The park was named after this antiquity, the Wupatki Pueblo. Thought to have housed over 100 people, these remains are one of the larger villages dotting the parks massive landscape. The Hopi, Zuni, and Navajo are descendants of the original dwellers.
Atop the Citadel Pueblo. The lightening was getting a little too close, so the grandson headed back to the car. If you take the time to look, you can see an array of pueblos in the distance from the Citadel.
The landscape in the park is so diverse; we walked through pine trees at Sunset Crater, then desert at Wupatki.

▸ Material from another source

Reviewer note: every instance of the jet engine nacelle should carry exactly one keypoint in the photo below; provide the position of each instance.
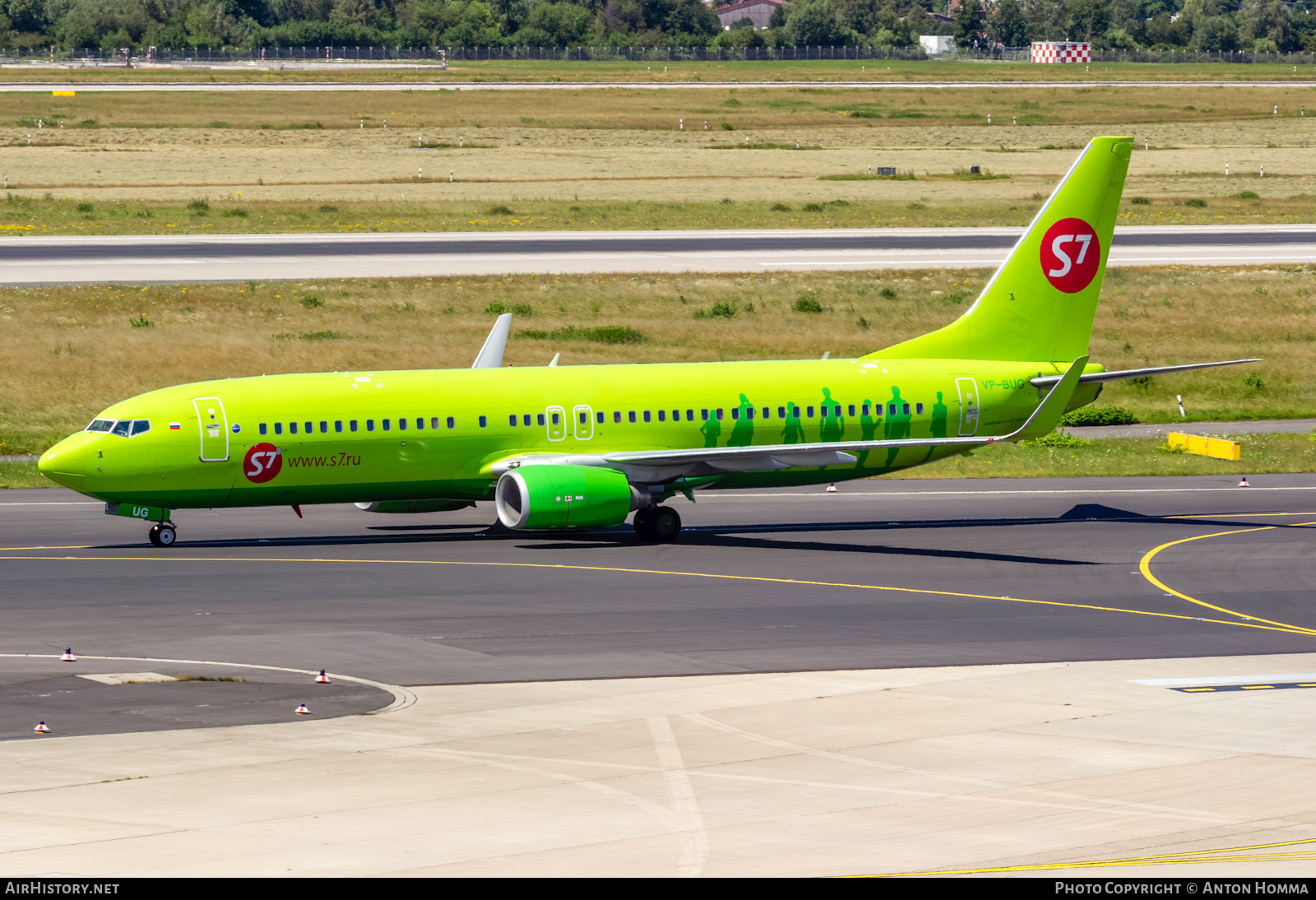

In the distance are San Francisco Peaks, which are on my must explore list.
Regrettably, I ran out of battery prior to arriving at the Lomaki Pueblo and left my spare at home. Lomaki has a .5-mile walking path that leads to multiple dwellings sitting above a dry box canyon. It’s desolate, but I really got a feeling of community here.
I truly underestimated the wow-factor of Wupatki and Sunset Crater National Monument. Many times we bypass those little brown signs on the side of the freeway directing us to the lesser-known monuments or historical places of interest for the more renowned national parks. If you’re ever in the Flagstaff, AZ area, stop and check out these monuments, it is worth your time.